Die Manöver des Letzteren, die ganz wesentlich von politischen und nationalistischen Motiven bestimmt werden, wie andererseits auch die - diesmal allerdings zweifelsfrei von Motiven kirchlicher Art bestimmte - Verbrüderung der "russischen Auslandskirche" mit den altkalendarischen Dissidenten in Griechenland, Bulgarien, Rumänien und mit Orthodoxen in Georgien (die - nebenbei bemerkt - den Ehrgeiz haben, ein "synodales Organ" zu schaffen, um so die kanonische orthodoxe Hierarchie wegen "Erneuertum" und der "ökumenischen Häresie" zu verdammen!) geben dem Gedanken Nahrung, dass seit neuestem in der orthodoxen Welt zwei parallele Formen einer Art von schismatischer "Internationale", die ihre jeweiligen Zentren in Kiev bzw. New York haben, in einer gewissermaßen konzertierten Aktion agieren. Wenn auch die beiden Zentren voneinander unabhängig sind, so verfolgen doch beide nichtsdestoweniger das gleiche Ziel: ein panorthodoxes und weltweites Geflecht zu errichten. Es ist nicht von ungefähr, dass einige dieser Schismatiker ihre Verbindungen ganz unverschämt als "interorthodoxe Beziehungen" qualifizieren.

Die heimtückische Aktion dieser abgefallenen Gruppen gegen die Hierarchie der orthodoxen Ortskirchen kann momentan durchaus noch als lächerlich und folkloristisch erscheinen - so, als ob sie deswegen kaum der Beachtung würdig wäre. Auf lange Sicht ist aber keineswegs ausgeschlossen, dass solche Handlungsweisen unselige Konsequenzen für die traditionell orthodoxen Länder haben, wenn das oft uninformierte gläubige Volk einer systematischen Gehirnwäsche mit Hilfe von Zeitungen, Videokassetten, des Fernsehens und anderer Medien ausgesetzt wird, was dann letztendlich die orthodoxe Einheit untergräbt, die Gläubigen spaltet und zu gefährlichen Verirrungen führt.

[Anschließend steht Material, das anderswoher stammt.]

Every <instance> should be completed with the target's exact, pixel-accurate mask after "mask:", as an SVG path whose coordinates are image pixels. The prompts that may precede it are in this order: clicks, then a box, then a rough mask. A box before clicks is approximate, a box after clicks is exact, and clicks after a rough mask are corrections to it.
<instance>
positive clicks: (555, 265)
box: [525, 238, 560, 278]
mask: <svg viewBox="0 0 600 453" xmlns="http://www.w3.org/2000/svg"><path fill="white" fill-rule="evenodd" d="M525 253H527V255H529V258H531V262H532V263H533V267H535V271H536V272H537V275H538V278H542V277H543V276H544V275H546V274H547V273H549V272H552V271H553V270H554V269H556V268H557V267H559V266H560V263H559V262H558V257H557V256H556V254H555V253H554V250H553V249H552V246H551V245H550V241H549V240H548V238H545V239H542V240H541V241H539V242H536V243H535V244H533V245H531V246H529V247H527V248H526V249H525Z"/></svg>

Die betrüblichen Ereignisse, die sich vor einiger Zeit unter Einmischung und durch Ermutigung von Seiten schismatischer Gruppen aus dem Ausland in Georgien abgespielt haben und die den Patriarchen von Georgien Elija II. dazu geführt haben, seine Kirche aus ökumenischen Organisationen wie dem Ökumenischen Rat der Kirchen und der Konferenz Europäischer Kirchen herauszuführen, sind mehr als beredt.

Von daher ist es dringend geboten, dass diese verschiedenen para-kirchlichen Gruppen unverzüglich und auf der Basis von theologischen, ekklesiologischen und kanonischen Argumenten verdammt werden, wie dies die Vorsteher der orthodoxen Kirchen bei ihrem jüngsten Gipfeltreffen im Oktober 1998 in Sofia getan haben, das jenes Schisma heilte, welches in Bulgarien ausgerufen worden war und das sich seinerseits ebenfalls der Unterstützung von Filaret Denisenko erfreute.

Gleichermaßen ist es angebracht, auf panorthodoxer Ebene eine Informationskampagne bei den Gläubigen zu starten, um die Anti-Kanonizität, die Vorgeschichte, das Ethos, die Verbindungen und besonders die Beweggründe dieser Pseudo-Bischöfe aufzudecken, die unter dem Vorwand, den wahren Glauben und die wahre orthodoxe Tradition zu verteidigen, dabei sind, die orthodoxe Einheit zu unterminieren, das Bild der Orthodoxie in den Augen der anderen christlichen Konfessionen anzuschwärzen und ein Gegenzeugnis in die Gesellschaften zu bringen, wo wir gerufen sind, das Evangelium zu leben und leuchten zu lassen.